How do we know the people living here when Europeans arrived were indigenous?
First I have to make as clear as possible: I oppose imperialism, colonialism, and outcomes they produce such as slavery, racism, genocide, and the coercive, often violent and deadly destruction of cultures, including indigenous ones.
That opposition contributes significantly to my work, since living unsustainably drives all those results. In light of that connection, since I know no one even trying to live sustainably, which is necessary to lead others to oppose imperialism and all downstream, I don’t know anyone who opposes them as much as I do.
That said, environmentalists and people who claim to support indigenous cultures and people tend to attach to indigeneity properties it doesn’t merit. For example, environmentalists will fly someone from a south sea island to the United Nations to speak about environmental destruction. Well, I live on an island experiencing environmental destruction. I can just walk to the UN. Why shouldn’t my voice count as much as anyone else’s?
Besides, once an indigenous person start flying around the world, they have left their culture and become assimilated into ours. The more I live more sustainably, the more I approach what environmentalists and supporters of indigenous cultures promote.
If an indigenous cultures promotes infanticide, do we support infanticide, even in that culture? Or human sacrifice? Of course we don’t. The point isn’t if their bloodline is pure but the values they live by. Their bloodline’s purity is just racism, pure and simple. If they practice sustainability, which is necessary for the values of liberty, freedom, equality, and democracy, we can learn from them.

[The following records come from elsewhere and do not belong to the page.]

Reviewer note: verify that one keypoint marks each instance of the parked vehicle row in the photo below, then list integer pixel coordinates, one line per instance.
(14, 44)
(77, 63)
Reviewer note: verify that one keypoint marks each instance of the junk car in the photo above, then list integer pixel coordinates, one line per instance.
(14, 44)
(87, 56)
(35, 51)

Then the value is the values, not the indigeneity.
If an imperialist joins an indigenous culture that lives sustainably and therefore enables liberty, freedom, equality, and democracy, we can learn as much from that former imperialist as from any indigenous person. Likewise, if an indigenous society builds a casino designed to addict people, I oppose them as much as any non-indigenous person.

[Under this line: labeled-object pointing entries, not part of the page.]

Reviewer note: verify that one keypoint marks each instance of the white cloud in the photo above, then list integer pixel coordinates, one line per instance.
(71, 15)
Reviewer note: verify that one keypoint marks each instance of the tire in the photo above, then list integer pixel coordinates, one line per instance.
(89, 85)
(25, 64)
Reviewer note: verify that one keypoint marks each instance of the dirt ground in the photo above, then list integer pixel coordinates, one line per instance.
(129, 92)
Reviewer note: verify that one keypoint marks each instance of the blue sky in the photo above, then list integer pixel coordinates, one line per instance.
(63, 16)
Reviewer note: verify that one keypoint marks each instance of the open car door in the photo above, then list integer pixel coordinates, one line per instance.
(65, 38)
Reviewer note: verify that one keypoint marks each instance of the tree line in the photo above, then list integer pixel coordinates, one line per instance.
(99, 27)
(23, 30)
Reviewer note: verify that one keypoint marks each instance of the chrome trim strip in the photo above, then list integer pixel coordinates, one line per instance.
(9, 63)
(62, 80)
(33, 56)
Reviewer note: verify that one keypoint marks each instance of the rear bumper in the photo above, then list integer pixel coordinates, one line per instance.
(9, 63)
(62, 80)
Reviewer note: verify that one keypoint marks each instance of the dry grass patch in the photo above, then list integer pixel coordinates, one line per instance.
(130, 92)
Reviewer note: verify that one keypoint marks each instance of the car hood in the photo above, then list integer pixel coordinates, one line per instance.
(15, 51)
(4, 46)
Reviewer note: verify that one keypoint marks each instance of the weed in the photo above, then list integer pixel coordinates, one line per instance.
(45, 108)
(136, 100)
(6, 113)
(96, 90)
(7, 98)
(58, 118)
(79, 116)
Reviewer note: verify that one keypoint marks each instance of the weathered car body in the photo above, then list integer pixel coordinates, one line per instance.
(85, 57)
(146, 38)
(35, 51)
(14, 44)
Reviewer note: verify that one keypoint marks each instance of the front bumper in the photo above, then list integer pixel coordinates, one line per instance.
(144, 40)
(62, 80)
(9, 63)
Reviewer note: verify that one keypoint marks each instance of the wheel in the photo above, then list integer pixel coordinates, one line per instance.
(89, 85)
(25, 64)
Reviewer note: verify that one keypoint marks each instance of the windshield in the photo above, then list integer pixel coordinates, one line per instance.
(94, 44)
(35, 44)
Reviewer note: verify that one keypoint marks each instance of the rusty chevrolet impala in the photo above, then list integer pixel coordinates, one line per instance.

If an imperialist assimilates an indigenous person into their culture, that person may remain indigenous, but is now imperialist too. To say they are special just for their bloodline even while they join an imperialist culture is racism pure and simple. It’s also counterproductive, since it motivates imperialists to a simple solution: assimilate people, which is easier than ever with our addictive technologies. Many environmentalists who bring indigenous cultures cell phones and solar panels end up assimilating them. These environmentalists are imperialists.
How do we know who was indigenous to any location
Here’s a map of humans settling the earth. It shows people arrived the the east coast of North America around 16,000 years ago.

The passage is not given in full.